Penyihir Darah Hogwarts - MTL - Chapter 58
Bab 58: Benar sekali, Profesor Dumbledore memberi instruksi
Melihat pemandangan itu, Profesor McGonagall mengerutkan bibir, matanya dipenuhi amarah. Dia tidak menyangka bahwa mereka yang menyerang Hagrid akan begitu panik hingga membakar hutan terlarang…
Jika dia datang sedikit lebih lambat, saya khawatir tidak akan ada cara untuk menghentikan api.
Namun amarahnya berubah menjadi amarah yang meluap, Profesor McGonagall berjongkok dan memeriksa luka-luka Hagrid untuk pertama kalinya.
Setelah memastikan bahwa cedera tersebut tidak mengancam jiwa, Profesor McGonagall menghela napas lega dan melambaikan tongkat sihirnya untuk menarik udara hitam keluar dari luka, lalu menggunakan beberapa mantra penyembuhan untuk menghentikan pendarahan dan menyembuhkan luka tersebut.

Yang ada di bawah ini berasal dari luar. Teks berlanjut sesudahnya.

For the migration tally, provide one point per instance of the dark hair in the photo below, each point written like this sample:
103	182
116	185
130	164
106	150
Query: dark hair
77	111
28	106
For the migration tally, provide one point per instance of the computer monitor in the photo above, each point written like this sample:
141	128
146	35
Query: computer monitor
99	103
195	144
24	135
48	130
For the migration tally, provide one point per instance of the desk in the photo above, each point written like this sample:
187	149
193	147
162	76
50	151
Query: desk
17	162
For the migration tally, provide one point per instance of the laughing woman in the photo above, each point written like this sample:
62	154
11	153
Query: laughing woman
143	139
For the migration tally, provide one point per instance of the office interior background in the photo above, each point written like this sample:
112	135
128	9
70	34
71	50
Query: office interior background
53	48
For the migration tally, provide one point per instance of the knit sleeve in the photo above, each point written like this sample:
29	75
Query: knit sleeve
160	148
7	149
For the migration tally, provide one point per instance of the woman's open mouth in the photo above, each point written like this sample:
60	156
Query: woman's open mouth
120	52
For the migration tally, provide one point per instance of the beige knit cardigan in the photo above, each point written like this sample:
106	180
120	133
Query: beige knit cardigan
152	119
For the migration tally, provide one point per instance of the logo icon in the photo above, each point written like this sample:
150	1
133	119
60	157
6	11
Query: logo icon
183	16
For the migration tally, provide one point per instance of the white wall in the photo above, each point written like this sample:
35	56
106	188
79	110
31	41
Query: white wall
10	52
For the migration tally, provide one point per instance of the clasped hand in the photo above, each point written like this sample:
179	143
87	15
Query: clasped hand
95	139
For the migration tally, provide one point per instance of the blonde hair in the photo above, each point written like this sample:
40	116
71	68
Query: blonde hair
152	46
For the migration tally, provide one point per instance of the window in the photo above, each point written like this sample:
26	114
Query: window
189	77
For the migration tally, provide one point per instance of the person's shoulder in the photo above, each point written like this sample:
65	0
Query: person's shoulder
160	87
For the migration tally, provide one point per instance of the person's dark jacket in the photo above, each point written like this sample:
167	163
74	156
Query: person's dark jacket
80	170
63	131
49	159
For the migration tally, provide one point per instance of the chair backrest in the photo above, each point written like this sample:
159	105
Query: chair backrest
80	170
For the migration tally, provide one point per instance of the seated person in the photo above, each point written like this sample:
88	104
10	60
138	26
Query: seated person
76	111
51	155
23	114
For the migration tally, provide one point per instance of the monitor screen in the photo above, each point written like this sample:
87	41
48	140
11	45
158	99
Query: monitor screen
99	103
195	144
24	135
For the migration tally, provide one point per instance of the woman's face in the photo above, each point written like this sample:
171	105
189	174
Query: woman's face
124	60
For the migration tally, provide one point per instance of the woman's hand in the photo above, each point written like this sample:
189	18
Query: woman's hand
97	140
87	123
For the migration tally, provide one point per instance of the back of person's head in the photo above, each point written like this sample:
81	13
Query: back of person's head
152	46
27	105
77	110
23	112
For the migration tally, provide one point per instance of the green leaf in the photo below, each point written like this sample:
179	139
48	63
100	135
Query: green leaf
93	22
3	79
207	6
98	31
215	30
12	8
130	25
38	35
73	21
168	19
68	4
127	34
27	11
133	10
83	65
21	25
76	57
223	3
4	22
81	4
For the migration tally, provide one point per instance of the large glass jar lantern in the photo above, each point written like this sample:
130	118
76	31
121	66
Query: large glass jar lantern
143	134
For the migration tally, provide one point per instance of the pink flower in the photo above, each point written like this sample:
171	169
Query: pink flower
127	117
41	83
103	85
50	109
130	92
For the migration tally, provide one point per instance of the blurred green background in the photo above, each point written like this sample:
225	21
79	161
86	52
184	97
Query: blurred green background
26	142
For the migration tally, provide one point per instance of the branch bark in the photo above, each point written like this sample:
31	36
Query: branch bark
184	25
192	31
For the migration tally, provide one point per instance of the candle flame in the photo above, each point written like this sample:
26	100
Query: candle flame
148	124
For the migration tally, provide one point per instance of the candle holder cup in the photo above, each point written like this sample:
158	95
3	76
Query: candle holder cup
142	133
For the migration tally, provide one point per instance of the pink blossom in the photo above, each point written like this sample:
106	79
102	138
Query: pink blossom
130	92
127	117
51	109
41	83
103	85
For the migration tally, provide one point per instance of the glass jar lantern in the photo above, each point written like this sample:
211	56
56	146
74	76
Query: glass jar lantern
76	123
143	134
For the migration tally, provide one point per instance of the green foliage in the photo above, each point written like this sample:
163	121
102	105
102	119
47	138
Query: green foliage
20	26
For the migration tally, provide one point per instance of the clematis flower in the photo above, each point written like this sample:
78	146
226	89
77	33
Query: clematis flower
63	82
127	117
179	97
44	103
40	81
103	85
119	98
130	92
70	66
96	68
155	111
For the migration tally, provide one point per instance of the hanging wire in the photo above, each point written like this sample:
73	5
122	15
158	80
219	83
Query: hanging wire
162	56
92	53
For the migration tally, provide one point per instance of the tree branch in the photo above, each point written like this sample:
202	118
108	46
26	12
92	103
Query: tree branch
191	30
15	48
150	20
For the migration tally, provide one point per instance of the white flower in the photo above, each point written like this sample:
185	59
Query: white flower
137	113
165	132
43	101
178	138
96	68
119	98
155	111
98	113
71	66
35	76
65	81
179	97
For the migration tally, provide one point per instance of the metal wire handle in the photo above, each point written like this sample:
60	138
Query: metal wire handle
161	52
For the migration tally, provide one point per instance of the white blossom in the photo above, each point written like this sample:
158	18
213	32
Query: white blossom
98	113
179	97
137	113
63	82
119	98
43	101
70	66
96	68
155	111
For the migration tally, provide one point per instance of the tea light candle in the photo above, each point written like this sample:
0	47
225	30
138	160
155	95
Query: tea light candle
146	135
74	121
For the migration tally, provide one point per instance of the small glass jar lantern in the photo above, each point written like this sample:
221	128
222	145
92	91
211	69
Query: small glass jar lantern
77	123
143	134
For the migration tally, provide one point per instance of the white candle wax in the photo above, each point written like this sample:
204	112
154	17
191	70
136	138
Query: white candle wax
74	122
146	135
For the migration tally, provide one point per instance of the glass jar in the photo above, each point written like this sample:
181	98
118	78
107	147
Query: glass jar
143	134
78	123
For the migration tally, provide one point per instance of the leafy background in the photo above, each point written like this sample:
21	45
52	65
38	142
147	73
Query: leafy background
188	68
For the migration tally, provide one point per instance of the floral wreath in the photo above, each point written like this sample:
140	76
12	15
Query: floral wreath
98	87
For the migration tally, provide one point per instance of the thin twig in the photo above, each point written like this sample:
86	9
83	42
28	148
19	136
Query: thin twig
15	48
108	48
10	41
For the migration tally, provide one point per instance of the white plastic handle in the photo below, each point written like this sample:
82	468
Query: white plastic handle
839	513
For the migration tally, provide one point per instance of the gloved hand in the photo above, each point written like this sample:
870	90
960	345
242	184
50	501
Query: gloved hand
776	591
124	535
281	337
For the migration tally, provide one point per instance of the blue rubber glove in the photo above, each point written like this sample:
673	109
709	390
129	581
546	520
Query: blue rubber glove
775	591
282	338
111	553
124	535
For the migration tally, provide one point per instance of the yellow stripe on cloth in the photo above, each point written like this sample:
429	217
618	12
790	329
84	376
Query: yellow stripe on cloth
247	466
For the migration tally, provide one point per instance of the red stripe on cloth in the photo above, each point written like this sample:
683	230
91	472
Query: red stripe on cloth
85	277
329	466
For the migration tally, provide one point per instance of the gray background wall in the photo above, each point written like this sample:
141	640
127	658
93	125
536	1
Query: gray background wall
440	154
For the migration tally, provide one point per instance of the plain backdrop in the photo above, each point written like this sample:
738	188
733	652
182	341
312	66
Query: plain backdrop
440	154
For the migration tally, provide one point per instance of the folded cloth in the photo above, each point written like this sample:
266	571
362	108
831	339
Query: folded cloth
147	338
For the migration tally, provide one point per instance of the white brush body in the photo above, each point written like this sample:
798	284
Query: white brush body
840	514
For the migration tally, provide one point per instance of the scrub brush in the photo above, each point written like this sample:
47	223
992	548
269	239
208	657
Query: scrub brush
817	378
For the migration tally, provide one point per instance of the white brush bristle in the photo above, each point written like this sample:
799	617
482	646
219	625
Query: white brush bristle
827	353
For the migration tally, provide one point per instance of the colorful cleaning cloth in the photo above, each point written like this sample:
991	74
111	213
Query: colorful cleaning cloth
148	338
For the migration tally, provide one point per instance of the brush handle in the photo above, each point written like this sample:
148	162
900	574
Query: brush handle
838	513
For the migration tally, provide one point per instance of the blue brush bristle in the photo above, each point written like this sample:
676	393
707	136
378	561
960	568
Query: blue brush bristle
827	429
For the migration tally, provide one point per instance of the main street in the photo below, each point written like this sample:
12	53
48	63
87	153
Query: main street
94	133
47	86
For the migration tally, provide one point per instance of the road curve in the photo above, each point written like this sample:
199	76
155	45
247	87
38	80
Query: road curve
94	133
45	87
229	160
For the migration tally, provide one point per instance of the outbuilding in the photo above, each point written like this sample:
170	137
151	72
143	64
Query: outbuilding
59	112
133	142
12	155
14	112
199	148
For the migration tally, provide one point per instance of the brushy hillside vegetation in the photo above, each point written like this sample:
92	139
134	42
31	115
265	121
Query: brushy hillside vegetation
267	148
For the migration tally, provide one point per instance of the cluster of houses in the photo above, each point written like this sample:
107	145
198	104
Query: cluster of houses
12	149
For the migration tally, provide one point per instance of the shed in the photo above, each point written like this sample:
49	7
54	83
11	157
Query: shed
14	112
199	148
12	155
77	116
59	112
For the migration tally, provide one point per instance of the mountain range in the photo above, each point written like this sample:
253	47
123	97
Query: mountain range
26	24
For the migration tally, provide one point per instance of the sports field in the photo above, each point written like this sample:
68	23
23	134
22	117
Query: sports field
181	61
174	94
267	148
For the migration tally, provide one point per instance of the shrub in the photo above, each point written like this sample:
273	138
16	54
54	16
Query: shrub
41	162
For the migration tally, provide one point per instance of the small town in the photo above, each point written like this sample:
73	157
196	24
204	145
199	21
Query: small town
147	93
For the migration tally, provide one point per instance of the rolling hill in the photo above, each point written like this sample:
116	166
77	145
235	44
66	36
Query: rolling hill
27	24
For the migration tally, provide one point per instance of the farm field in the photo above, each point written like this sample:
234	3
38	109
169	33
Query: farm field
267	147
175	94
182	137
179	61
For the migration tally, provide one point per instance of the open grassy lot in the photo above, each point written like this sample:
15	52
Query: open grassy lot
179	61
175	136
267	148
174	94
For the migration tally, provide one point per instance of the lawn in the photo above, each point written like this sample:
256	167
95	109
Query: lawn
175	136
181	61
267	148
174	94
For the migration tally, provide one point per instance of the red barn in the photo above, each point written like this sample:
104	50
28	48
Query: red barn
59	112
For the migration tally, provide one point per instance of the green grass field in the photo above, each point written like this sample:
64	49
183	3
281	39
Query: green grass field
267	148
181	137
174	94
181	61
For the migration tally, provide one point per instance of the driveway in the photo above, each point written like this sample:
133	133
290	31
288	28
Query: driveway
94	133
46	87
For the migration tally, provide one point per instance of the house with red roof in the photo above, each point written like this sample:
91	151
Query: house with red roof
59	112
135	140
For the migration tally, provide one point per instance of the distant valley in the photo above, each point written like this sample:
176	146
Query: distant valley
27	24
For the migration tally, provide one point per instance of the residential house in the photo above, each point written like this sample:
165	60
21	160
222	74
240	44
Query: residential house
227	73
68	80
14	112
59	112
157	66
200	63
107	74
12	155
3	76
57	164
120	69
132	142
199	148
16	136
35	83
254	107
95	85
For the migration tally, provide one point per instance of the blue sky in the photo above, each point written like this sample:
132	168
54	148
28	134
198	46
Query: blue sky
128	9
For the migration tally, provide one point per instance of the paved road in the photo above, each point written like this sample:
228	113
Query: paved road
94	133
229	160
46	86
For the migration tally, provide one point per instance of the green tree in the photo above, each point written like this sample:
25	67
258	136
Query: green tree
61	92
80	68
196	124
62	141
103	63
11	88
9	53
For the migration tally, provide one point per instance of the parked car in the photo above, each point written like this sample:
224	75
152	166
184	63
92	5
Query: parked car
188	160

“Untuk sementara ini, saya hanya bisa melakukan ini. Anda masih perlu pergi ke Madam Pomfrey untuk berlatih selama beberapa waktu,” kata Profesor McGonagall.
“Terima kasih… Oke, kurasa aku tidak mengalami masalah apa pun… Bisakah kau pergi menemui Cecilia? Kurasa dia bisa diselamatkan…” Masih ada beberapa tetes air mata di wajah Hagrid, beberapa tertahan.
“Cecilia? Siapa itu?” tanya McGonagall.
“Itulah nama yang Hagrid berikan pada unicorn ini… unicorn ini terkena kutukan Avadasuo untuk melindungi Hagrid.” Ivan memperhatikan sejenak, menyadari bahwa Hagrid sedikit lelah, dan berinisiatif untuk melanjutkan perkataannya.
“Sudah mati, Hagrid.” McGonagall juga memperhatikan unicorn yang jatuh ke tanah tanpa suara. Setelah mendengar bahwa lawannya terkena serangan Arvada, McGonagall menggelengkan kepalanya dengan lemah.
“Aku membunuhnya…” Hagrid terpuruk, menutupi wajahnya, dan menangis tersedu-sedu.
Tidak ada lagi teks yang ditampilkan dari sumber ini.